Fans and retailers have been making this point since the news broke; San Francisco retailer Brian Hibbs estimated that
even a print run of 100,000 copies was likely to sell out in a couple of years, while Comichron
’s John Jackson Miller came up with a figure of 70,000
as being the upper end of demand for the title, based on the success of other titles. He also noted that
the Collector’s Edition
sold roughly 5,928 copies in August 2004, with the previous paperback release selling around 7,404 copies four years later, for the number junkies among us.
The low print run has fueled rumors that some of the involved parties are attempting to limit the reach of the project, preferring to – as one source characterized it, “keep it in the vault” for reasons unknown***. The reality is, sadly for those who enjoy drama, far more mundane.
Having spoken to multiple sources, it’s become clear that there aren’t any bad actors in this particular situation – although there are corporate entities that are obviously protective of their intellectual properties; again, Marie Javins as well as the Hero Initiative’s Jim McLauchlin have been credited for ensuring that the project made it to completion.
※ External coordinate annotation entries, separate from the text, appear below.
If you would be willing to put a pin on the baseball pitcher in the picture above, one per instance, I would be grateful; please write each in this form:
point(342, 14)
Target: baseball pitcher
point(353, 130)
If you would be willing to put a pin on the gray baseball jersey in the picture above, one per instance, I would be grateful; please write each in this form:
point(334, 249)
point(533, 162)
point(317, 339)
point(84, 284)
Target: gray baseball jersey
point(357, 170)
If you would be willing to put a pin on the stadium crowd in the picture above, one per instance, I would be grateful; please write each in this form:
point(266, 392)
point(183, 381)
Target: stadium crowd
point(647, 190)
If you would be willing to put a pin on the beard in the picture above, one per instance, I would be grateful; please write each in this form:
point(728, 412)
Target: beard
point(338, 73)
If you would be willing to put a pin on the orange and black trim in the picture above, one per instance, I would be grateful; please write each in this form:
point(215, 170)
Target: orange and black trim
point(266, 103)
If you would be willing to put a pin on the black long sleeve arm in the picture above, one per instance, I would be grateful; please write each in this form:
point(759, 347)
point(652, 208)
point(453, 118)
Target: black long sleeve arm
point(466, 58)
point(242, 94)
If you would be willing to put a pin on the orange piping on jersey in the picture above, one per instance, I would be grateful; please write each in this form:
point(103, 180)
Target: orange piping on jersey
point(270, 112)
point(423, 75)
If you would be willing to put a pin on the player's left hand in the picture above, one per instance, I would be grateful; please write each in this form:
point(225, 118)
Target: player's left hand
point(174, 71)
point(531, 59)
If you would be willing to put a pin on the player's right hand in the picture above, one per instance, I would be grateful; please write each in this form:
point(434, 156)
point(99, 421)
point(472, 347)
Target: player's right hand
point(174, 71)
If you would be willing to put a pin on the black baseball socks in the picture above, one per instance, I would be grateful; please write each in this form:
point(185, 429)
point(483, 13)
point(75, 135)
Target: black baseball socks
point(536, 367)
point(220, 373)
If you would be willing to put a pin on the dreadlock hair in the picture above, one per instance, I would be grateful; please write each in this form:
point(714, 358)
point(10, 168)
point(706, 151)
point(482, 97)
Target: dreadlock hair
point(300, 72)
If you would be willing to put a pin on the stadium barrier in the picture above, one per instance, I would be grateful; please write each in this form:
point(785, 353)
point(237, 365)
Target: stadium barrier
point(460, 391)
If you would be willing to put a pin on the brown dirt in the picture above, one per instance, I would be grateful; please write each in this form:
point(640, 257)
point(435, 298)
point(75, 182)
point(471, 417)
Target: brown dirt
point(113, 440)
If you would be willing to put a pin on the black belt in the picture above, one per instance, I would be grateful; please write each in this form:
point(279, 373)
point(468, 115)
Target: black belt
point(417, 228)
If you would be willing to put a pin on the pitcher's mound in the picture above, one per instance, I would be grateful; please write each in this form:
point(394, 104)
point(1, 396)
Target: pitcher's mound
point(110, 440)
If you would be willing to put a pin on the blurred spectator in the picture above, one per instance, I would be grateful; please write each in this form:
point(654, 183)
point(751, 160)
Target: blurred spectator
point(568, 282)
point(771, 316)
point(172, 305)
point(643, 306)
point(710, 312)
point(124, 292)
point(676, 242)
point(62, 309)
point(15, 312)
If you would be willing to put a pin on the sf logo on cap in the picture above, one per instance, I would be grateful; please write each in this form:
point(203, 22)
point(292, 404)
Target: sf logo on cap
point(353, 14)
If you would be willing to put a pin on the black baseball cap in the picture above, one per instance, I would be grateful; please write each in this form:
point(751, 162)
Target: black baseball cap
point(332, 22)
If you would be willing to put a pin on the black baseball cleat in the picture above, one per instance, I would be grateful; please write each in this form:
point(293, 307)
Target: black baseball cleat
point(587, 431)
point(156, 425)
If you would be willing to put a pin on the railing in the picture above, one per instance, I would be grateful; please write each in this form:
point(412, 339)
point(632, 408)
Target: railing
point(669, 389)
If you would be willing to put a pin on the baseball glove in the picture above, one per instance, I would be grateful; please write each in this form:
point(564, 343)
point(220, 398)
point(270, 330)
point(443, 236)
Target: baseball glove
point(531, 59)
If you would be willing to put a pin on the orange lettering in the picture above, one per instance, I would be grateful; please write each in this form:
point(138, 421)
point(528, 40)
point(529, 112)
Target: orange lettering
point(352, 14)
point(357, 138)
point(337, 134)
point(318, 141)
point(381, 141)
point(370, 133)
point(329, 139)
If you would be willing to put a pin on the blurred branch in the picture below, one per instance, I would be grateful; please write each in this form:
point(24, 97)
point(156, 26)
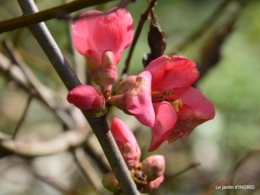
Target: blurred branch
point(29, 100)
point(13, 72)
point(88, 170)
point(210, 20)
point(20, 73)
point(65, 141)
point(34, 18)
point(189, 167)
point(99, 125)
point(142, 20)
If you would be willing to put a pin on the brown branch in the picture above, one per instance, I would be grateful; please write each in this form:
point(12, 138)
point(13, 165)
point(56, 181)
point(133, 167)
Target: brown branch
point(20, 73)
point(34, 18)
point(210, 20)
point(189, 167)
point(63, 142)
point(143, 18)
point(88, 170)
point(99, 125)
point(23, 116)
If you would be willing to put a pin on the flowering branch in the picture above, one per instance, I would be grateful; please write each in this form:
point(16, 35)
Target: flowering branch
point(99, 125)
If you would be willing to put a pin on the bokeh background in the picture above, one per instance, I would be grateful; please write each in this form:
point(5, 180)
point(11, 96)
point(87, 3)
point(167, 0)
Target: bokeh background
point(222, 37)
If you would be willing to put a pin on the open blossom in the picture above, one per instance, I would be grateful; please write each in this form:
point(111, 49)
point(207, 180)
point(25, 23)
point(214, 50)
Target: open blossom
point(163, 99)
point(87, 98)
point(126, 143)
point(101, 38)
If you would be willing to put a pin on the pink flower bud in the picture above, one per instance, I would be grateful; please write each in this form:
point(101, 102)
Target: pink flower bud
point(126, 143)
point(153, 167)
point(110, 182)
point(87, 98)
point(125, 85)
point(101, 38)
point(154, 184)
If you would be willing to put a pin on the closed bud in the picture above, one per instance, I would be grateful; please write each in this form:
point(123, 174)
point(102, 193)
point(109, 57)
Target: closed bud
point(153, 167)
point(87, 98)
point(126, 143)
point(110, 182)
point(154, 184)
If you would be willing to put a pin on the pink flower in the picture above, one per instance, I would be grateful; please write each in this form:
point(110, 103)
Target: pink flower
point(87, 98)
point(163, 99)
point(153, 167)
point(126, 143)
point(101, 38)
point(152, 185)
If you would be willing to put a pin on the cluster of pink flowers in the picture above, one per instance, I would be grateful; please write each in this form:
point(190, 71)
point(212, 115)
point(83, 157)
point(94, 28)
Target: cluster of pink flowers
point(148, 174)
point(160, 97)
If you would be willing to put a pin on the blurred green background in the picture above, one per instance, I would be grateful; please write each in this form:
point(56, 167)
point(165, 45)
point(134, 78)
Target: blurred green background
point(231, 81)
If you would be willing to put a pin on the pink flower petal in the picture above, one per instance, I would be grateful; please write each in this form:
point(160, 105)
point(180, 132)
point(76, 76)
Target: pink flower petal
point(172, 71)
point(126, 142)
point(87, 98)
point(192, 97)
point(165, 120)
point(108, 32)
point(139, 102)
point(196, 110)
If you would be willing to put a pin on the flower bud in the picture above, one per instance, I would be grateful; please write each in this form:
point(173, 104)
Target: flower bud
point(101, 38)
point(153, 167)
point(125, 85)
point(87, 98)
point(154, 184)
point(126, 143)
point(110, 182)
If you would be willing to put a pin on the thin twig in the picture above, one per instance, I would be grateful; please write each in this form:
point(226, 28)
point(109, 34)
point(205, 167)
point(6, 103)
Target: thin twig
point(88, 170)
point(210, 20)
point(36, 88)
point(13, 72)
point(34, 18)
point(189, 167)
point(143, 18)
point(62, 142)
point(99, 125)
point(29, 100)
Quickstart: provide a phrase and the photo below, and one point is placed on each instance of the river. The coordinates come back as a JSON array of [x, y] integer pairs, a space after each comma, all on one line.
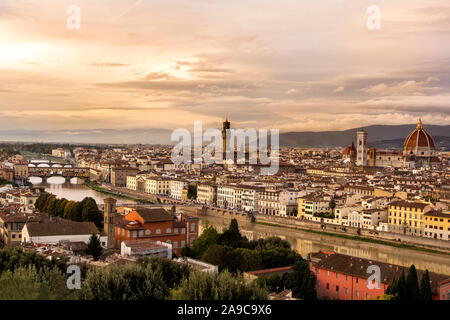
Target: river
[[307, 242], [73, 191]]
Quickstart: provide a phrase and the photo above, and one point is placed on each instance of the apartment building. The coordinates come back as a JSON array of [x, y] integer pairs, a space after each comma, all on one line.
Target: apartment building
[[119, 175], [158, 225], [207, 193], [437, 225], [176, 188], [157, 185], [407, 217], [310, 205]]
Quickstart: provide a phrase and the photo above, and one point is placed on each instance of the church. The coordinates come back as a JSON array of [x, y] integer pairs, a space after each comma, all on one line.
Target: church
[[418, 151]]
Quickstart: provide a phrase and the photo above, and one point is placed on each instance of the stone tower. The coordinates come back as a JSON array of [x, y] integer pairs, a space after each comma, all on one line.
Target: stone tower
[[361, 156], [110, 217], [226, 125]]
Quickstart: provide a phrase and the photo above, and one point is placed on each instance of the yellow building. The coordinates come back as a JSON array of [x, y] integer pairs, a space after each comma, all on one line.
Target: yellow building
[[207, 193], [309, 205], [157, 185], [407, 217], [437, 225]]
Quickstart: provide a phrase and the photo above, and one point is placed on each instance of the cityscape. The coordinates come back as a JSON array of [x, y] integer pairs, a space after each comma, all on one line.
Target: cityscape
[[202, 166]]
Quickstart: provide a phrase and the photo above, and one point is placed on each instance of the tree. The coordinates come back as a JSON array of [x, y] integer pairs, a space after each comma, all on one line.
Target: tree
[[425, 287], [208, 238], [218, 286], [231, 237], [412, 285], [300, 281], [401, 288], [94, 248], [332, 204], [90, 212], [126, 282], [225, 258], [27, 283]]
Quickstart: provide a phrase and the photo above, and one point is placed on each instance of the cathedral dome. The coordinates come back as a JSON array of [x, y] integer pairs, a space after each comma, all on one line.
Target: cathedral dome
[[350, 150], [419, 140]]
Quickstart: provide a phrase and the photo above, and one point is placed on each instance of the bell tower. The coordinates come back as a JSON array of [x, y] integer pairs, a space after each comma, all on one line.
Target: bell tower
[[226, 126], [361, 155], [110, 217]]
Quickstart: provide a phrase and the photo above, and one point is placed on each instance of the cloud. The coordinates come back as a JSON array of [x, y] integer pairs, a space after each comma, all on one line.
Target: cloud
[[108, 64], [155, 76], [412, 87]]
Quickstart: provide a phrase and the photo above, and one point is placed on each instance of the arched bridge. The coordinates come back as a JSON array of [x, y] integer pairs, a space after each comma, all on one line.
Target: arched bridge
[[66, 172]]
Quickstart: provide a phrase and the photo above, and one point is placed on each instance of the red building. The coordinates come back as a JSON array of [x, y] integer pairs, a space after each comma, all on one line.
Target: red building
[[159, 225], [345, 277]]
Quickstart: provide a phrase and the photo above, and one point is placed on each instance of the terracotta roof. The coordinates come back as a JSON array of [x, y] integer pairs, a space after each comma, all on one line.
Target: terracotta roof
[[419, 138], [154, 214], [61, 227], [355, 266]]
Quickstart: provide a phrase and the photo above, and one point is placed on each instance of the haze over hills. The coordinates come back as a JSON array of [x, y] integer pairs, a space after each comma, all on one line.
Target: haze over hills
[[380, 136]]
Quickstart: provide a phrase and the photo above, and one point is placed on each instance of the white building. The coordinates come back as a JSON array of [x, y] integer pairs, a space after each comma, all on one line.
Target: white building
[[56, 229], [176, 189]]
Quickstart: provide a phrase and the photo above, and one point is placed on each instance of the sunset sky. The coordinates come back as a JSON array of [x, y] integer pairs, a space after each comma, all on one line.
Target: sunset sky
[[161, 64]]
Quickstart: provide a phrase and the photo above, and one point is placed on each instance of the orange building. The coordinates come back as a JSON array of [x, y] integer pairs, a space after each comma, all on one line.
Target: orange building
[[343, 277], [159, 225]]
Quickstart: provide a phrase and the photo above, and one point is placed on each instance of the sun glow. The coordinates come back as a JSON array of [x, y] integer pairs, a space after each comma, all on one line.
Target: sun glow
[[21, 53]]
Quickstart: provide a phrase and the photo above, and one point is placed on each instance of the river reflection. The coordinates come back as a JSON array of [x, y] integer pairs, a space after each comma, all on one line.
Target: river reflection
[[71, 190], [307, 242]]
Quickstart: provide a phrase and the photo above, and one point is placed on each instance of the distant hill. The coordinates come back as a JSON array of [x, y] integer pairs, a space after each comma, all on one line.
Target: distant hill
[[380, 136]]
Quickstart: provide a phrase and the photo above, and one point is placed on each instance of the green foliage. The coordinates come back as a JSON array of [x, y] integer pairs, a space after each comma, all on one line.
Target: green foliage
[[27, 283], [208, 238], [231, 237], [230, 251], [192, 192], [86, 210], [221, 286], [425, 287], [12, 258], [324, 215], [3, 181], [126, 282], [171, 271], [28, 275], [94, 248], [408, 289]]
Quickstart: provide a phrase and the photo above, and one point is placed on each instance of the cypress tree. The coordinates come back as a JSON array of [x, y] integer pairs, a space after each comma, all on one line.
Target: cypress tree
[[425, 287], [94, 248], [401, 285]]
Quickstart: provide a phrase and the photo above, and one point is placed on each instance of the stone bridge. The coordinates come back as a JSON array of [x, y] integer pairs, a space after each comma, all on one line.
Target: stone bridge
[[65, 172]]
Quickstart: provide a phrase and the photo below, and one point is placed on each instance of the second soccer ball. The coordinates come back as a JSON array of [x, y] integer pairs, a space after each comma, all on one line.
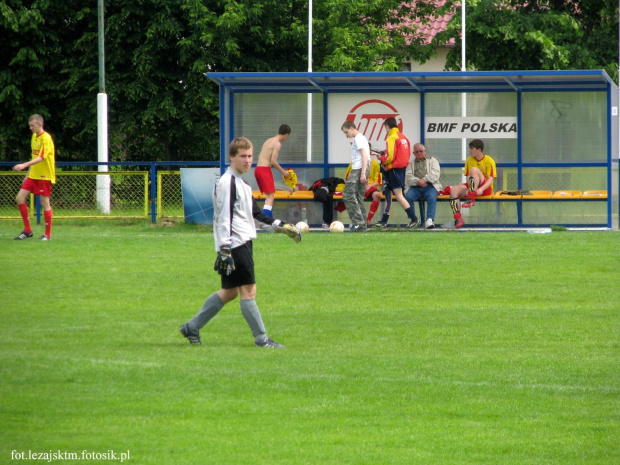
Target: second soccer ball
[[336, 226], [303, 227]]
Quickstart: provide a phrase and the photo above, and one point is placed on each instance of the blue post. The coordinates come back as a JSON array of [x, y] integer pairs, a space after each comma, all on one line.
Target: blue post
[[153, 192], [37, 210]]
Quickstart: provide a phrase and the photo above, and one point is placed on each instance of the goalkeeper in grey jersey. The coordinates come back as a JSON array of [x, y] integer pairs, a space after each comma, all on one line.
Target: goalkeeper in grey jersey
[[236, 216]]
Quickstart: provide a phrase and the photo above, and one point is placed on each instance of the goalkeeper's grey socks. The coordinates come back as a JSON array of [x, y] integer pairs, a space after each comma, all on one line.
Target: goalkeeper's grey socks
[[209, 309], [250, 312]]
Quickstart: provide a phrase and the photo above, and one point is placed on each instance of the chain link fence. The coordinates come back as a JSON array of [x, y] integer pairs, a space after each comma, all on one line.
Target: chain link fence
[[75, 194]]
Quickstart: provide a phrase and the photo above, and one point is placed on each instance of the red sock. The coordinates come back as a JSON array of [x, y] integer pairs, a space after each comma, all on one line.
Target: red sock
[[23, 210], [374, 206], [47, 214]]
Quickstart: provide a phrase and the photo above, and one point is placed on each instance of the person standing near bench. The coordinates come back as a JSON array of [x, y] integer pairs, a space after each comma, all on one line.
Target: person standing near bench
[[267, 158], [41, 176], [395, 160], [355, 185], [372, 193], [422, 179], [234, 228], [480, 170]]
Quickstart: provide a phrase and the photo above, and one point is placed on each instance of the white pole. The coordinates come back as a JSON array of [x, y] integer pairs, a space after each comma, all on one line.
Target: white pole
[[463, 68], [309, 123], [103, 181]]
Instead, the print run is entirely the result of practical considerations related to the material available – there’s still a paper shortage going on
, remember, not to mention limited time available at printers – in the timeframe necessary.
That last part is important; some have been asking why this couldn’t be delayed to ensure a larger print run, or why this is being rush-solicited. (Final orders are due on Monday
, although Diamond has already announced the book will be allocated, for obvious reasons.) Not to be too much of a downer, but all involved want George Perez to see this book made available again, and he was given a diagnosis of six months to a year to live in November of last year
. Time is most definitely of the essence here.
Some of the people I’ve spoken to in the last couple of days have expressed frustration with the reception of the news, and in particular, the limited edition element; others have, simply, expressed frustration with not being able to buy (or, in the case of retailers, sell
) the book due to its limited print run. It’s clear that everyone recognizes that this is far from a perfect solution, but it is a
solution, one that brings the book back into print for the first time in 14 years in some form – and, perhaps most importantly, provokes this reaction
in the man at the center of the entire enterprise. Perhaps, for now, that’s enough.